Another Tasty, Catchy, Swinging Vibraphone Album from Behn Gillece

Continuing yesterday’s theme about top-drawer jazz artists playing some unlikely spaces here in town, today’s is vibraphonist Behn Gillece, who’s doing a live rehearsal of sorts, leading a quartet at the Fat Cat on Jan 2 at 9 PM. You can be there to witness it for the three bucks that it takes to get into the pool hall – if you don’t mind the random polyrhythms of sticks hitting balls and some other background noise, you’d be surprised how many quality acts pass through here when they’re not headlining a place like Smalls, which is Gillece’s regular spot when he’s in town.

His 2010 Little Echo album with frequent collaborator Ken Fowser on tenor sax is one of the most tuneful, enjoyable postbop releases of recent years. Gillece’s previous album Mindset was considerably more ambitious, and on the knotty side; his latest one, Dare to Be – streaming at Posi-Tone Records – is a welcome return to form.

The album’s opening track, Camera Eyes begins as a sparkly ballad, shades of early 70s Milt Jackson until the rhythm section – Ugonna Okegwo on bass and Jason Tiemann on drums – kicks in and then they’re off on a brightly shuffling, distantly Brazilian-tinged tangent.
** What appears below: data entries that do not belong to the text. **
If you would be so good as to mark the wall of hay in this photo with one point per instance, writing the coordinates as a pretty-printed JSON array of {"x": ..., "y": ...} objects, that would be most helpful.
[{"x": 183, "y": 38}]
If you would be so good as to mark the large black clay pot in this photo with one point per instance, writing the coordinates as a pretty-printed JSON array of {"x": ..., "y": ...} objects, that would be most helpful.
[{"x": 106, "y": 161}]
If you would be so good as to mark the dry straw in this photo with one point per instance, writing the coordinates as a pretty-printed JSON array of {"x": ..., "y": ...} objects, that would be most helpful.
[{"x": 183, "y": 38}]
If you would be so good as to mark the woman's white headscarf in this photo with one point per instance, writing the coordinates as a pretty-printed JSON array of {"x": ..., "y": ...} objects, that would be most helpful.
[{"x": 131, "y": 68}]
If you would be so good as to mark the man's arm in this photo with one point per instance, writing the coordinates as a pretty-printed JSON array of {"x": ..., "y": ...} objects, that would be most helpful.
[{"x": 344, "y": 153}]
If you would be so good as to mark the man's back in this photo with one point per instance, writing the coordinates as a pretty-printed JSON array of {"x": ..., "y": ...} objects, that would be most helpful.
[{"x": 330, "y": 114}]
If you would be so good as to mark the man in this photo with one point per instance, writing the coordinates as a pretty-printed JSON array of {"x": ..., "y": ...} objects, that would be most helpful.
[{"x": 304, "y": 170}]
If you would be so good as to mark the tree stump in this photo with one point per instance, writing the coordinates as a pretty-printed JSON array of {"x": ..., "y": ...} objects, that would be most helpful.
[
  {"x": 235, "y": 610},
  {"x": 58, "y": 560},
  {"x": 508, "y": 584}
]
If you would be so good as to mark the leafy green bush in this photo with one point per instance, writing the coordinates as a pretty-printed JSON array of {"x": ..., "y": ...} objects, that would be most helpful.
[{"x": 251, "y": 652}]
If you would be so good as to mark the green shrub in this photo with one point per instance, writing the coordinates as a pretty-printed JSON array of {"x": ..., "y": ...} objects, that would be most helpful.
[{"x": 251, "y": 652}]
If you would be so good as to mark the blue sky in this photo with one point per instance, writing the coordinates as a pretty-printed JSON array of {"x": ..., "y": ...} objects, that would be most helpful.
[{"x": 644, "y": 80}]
Gilllece’s shimmering lines cascade over a similarly brisk shuffle groove in From Your Perspective, Bruce Harris’ trumpet taking a more spacious approach.

Tiemann’s snowstorm cymbals push the 6/8 ballad Amethyst along, gently, Radley channeling some deep blues, Gillece just as judicious and purposeful. The group picks up the pace but keeps the singalong quality going with the lickety-split swing of Signals, Radley and Gillece adding percolating solos: the subtle variations Gillece makes to the head are especially tasty. His intricate intro to Drought’s End hardly gives away how straight-ahead and understatedly triumphant Harris’ trumpet and Radley’s guitar will be as it hits a peak.

The first of the two covers here. Bobby Hutcherson’s Same Shame is done as a crescendoing, enigmatically scrambling quasi-bossa, echoed in the goodnaturedly pulsing, tropical grooves of Gillece’s. Live It. The album’s anthemic title track grooves along on a brisk clave beat: it’s the closest thing to the lush life glimmer of Little Echo here.

The last of Gillece’s originals, Trapezoid is a rapidfire shuffle: Tiemann’s counterintuitively accented drive underneath the bandleader’s precise ripples and Radley’s steady chords is as fun as it is subtle. The album winds up with a gently resonant take of Johnny Mandel’s ballad A Time For Love, looking back to both the Milt Jackson and Buddy Montgomery versions. Fans of engaging, ringing, tuneful music in general, as well as the jazz vibraphone pantheon spanning from those guys, to Hutcherson, to Gary Burton have a lot to enjoy here. If Gillece wasn’t already on this map, this has put him there to stay.